Chartered accountants must complete one of the many accounting postgraduate courses available today from an accredited university. Post completion of the degree course, they will also have to work through a chartered accountant’s mentorship programme for three years or more. Even if you apply for an entry level accountancy job as a chartered accountant, your chances of landing the job and get a better salary are much higher.

Given that both professional demand and the pay is gap between general accountants and chartered accountants is noticeable, postgraduate courses do provide a significant career boost to all undergrad accountants. To find the best accounting courses for postgraduates, search for the programmes on Uni Compare. There are over 136 degree courses carefully listed on the site, with a helpful, in-site search engine to aid students in finding exactly what they are looking for. Given that accounting pays better in the US, you may want to select an internationally acclaimed programme.

Aside from becoming a standard chartered accountant, there are other lucrative career paths that a postgraduate degree in accountancy can open, so do explore the courses, degrees and universities a bit before choosing a programme.


Specialise: The More You Know the Business

Right at the beginning, it was briefly mentioned that accountants are one of those professionals who can work across multiple sectors.

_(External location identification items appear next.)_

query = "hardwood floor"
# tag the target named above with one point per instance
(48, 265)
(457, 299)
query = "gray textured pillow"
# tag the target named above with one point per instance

It is true, as experienced accountants can carry out basic accounting work in any field. However, accountants who manage to put their specialisation, field of employment and experience in line, are also the ones with the best possible career prospects. When you specialise in any particular type of business, gain experience in it and then apply for a vacancy within that industry, that’s everything a hiring company can expect from their applicants. In general, accountants can be divided among the following categories, based on their specialisations:

Assurance – Investigative accounting which deals with analysing financial data for determining if their client’s (investors and shareholders) finances are being put to the best possible use. Also denoted by the more modern term, forensic accounting, these accountants help detect frauds, criminal activities, etc. The IRS can also hire external accounting firms at times to determine whether a company is trying to commit tax fraud, or has done so already.

Corporate Recovery – An accountant with a specialisation in corporate recovery is generally tasked with proper division of the assets forfeited by a company in debt. Employees, partners, investors, shareholders, lenders, banks, suppliers and the government are their usual clients.

Corporate Finance – Estimating, predicting and suggesting moves in regard to acquisitions, mergers and selling of companies and other assets.

Commercial Finance – Similar to corporate finance, the accountant estimates, analyses and delivers reports in regard to various aspects of a product’s performance in market, along with suggestions for better cost-efficiency, profit margins and/or sales.

Corporate Treasury – During the course, accountants are taught and trained how to manage liquid assets, make estimations regarding future risk factors and accumulate capital that might be necessary to face those risks head on.

Audit – Similar to what the IRS accountants do in order to detect tax fraud, an internal auditor will assess a company’s operations, investments, expenses etc. and detect ineffective financial investments, internal frauds and potent financial risks.

We did not mention the fact that accountants will also be expected to handle all tax related work by default. That is only because it’s a basic requirement that any company will expect from their applicants. It cannot be qualified as something that might help the accountant land the job, given that the employer takes the skill for granted in most cases.